The Sandbaggers is one of the most brilliant television series I’ve seen, so it was something of an experience to open up Queen & Country, a comic book bought on random, and find an exact replica of the premise for Ian Mackintosh’s 1978-1980 series. The homage is deliberate, and although I am tempted to reprimand Greg Rucka for stealing The Sandbaggers, merely filling it with different characters and moving it up to our own time, I am so in love with The Sandbaggers that I am really just happy to have it all back. Mackintosh’s brilliance was to create a realistic spy series with emphasis on the bureaucratic infighting back home, (which shouldn’t work but it did), and Greg Rucka has updated this beautifully, replacing the Cold War-plots with similarly styled stories of his own, (interestingly, terrorism is a major factor in both versions). Rucka follows, and never surpasses the old master, (who disappeared and supposedly died in an airplane accident in 1979, but personally I believe he was taken by aliens), but he breathes enough fresh air into it to make it worthwile. And Queen & Country is far better than the third season of The Sandbaggers, which was filmed after Mackintosh’s death and partly written by others, (the fact that the he managed to write four episodes after his own “death” certainly lends credibility to my alien abduction theory, now doesn’t it?)

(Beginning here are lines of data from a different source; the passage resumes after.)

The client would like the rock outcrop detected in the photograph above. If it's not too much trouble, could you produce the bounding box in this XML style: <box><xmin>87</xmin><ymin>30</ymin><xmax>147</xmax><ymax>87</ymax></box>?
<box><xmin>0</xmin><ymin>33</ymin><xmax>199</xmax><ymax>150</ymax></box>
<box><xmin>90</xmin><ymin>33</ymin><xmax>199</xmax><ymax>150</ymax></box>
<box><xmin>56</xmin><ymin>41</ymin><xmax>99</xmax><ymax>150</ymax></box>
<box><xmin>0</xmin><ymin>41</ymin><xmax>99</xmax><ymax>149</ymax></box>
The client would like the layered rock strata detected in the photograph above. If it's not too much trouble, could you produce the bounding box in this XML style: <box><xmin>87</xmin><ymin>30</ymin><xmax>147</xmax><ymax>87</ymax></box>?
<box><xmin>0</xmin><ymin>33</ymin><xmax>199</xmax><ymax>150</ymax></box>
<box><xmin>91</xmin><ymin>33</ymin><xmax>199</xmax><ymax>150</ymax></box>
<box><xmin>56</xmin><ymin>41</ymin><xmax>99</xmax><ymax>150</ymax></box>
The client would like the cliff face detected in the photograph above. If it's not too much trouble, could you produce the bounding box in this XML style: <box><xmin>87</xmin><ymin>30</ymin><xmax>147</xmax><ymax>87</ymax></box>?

There’s a feeling I get when I look to the east

The Fountains of Paradise by Arthur C. Clarke reads at times like the space travel scenes in 2001: A Space Odyssey: calm and majestic. This is hard SF in the purer sense, science fiction with an emphasis on the wonders of almost-possible technology, and not much on anything else. Crises are resolved in a rational manner, and with correspondingly calm language. On one hand it reassures the reader to know that the author isn’t just randomly pulling our hearstrings, that things happen for reasons that go beyond “ooh, time for another race against the clock, now who can I place in jeopardy next?” Doesn’t make for a very interesting novel though. The Fountains of Paradise is a wonderful concept sketch of the space elevator, one of the more awe-inspiring solutions to launching people into space. And it’s not a bad novel, Clarke is a great writer, and some might find this minimalism refreshing, (it did get the Hugo and Nebula awards), but to me it’s all just too .. respectable. The opening, with its parallels between an ancient king of a Sri Lankaesque island who builds a mountain palace to bring Heaven to Earth, and a 22nd century engineer’s dream of a space elevator in the same area, made me expect something bold along the lines of “The 9 billion names of God”, but the religious themes are quickly resolved and set aside, to give way for scientific awe with some drama attached. That said, this could make an awesome movie.